Imran Khan, after heavy criticism levelled against him for arriving at APS School with a 21-car motorcade (an allegation he denied), claimed that only six cars were used for his protocol and that he would no longer travel with heavy security protocol in the future. Six cars is not “only”, Mr Khan, for a nation like Pakistan.

Civilised nations make civilised, workable rules for their people. Such bias in the favour of certain privileged few must be deemed undemocratic.

Muhamad Faisal Ali in a report on protocol states hat 60 per cent of police wastes its energies on protocol duties. Quoting numbers can take up most part but they are mind-boggling. (Dawn Jan 02, 2012)

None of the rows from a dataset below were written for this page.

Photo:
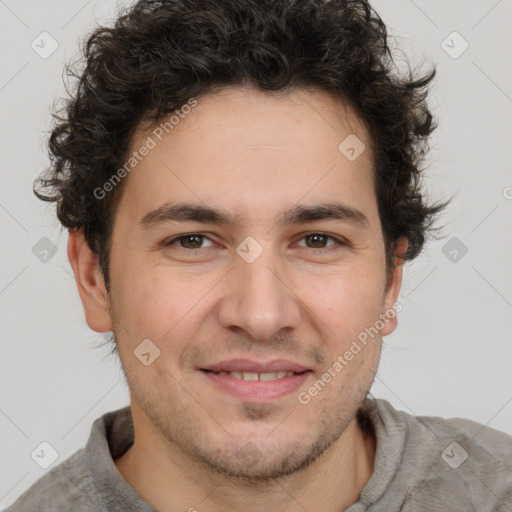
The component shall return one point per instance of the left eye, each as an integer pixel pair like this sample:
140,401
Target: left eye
193,241
320,238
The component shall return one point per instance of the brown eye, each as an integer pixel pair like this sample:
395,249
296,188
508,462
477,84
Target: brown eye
320,241
190,241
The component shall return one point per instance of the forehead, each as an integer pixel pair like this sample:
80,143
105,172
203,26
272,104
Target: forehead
241,146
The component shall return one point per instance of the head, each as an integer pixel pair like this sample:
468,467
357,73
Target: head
296,147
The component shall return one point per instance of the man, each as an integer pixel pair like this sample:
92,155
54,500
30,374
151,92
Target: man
241,182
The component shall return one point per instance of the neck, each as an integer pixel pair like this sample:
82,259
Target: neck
168,479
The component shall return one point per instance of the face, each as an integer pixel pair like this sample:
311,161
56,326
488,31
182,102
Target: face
282,286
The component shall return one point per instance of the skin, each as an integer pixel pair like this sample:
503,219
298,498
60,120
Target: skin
255,155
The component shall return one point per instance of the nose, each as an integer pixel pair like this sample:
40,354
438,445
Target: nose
259,299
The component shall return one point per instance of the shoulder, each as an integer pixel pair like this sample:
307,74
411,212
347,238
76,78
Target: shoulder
66,486
452,462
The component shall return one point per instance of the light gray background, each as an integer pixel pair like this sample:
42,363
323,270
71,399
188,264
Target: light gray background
451,354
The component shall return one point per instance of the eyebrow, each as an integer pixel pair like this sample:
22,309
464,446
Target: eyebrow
300,214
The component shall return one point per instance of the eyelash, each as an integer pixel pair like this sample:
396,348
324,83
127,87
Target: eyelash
340,243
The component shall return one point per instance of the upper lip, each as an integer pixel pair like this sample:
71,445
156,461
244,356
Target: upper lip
245,365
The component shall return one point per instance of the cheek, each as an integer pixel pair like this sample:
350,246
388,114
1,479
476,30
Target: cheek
154,302
346,303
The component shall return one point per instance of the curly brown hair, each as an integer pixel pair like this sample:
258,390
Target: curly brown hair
160,53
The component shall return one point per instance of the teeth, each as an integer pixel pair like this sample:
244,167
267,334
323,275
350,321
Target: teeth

Then there is the allowance for mushrooming of plazas and malls with absolutely inadequate parking space causing vehicles to spill onto the roads or blocking areas used to park vehicles for such plazas. This inadequacy inevitably causes cars unable to get out due to some other vehicle blocking its way. Mehwish Ahmed, writing in Pakistan Today,says, “The area for parking vehicles, especially in metros, is constantly shrinking under pressure from the rising number of cars and bikes. People don’t have traffic sense. Traffic police and media should play their role in creating traffic sense amongst the people.” (April 11, 2011)

Then there is the issue of a lack of traffic monitoring which has become a nuisance. Most of the times, traffic lights/signals at main crossings fail to work, yet there is no one managing the crossings owing to terrible jams that ensue. Such blockage reportedly caused forty students appear late in a CSS 2015 paper of Pakistan Affairs set for 9am to 12pm. A student of mine, who was also affected, wrote to me, “Coming from Wapda Town, I had to reach BISE Lahore Lawrence Road. Due to traffic jam and no diversion given by city traffic police, I got stuck in traffic for three hours which delayed me in reaching the exam centre. As we reached late for the exam, the invigilator did not allow us to sit in the exam. The traffic police did not provide any diversion before coming up on Canal Road. They did not allow the traffic to pass from the as well. A container had stuck in the Campus Underpass which caused all this mess.”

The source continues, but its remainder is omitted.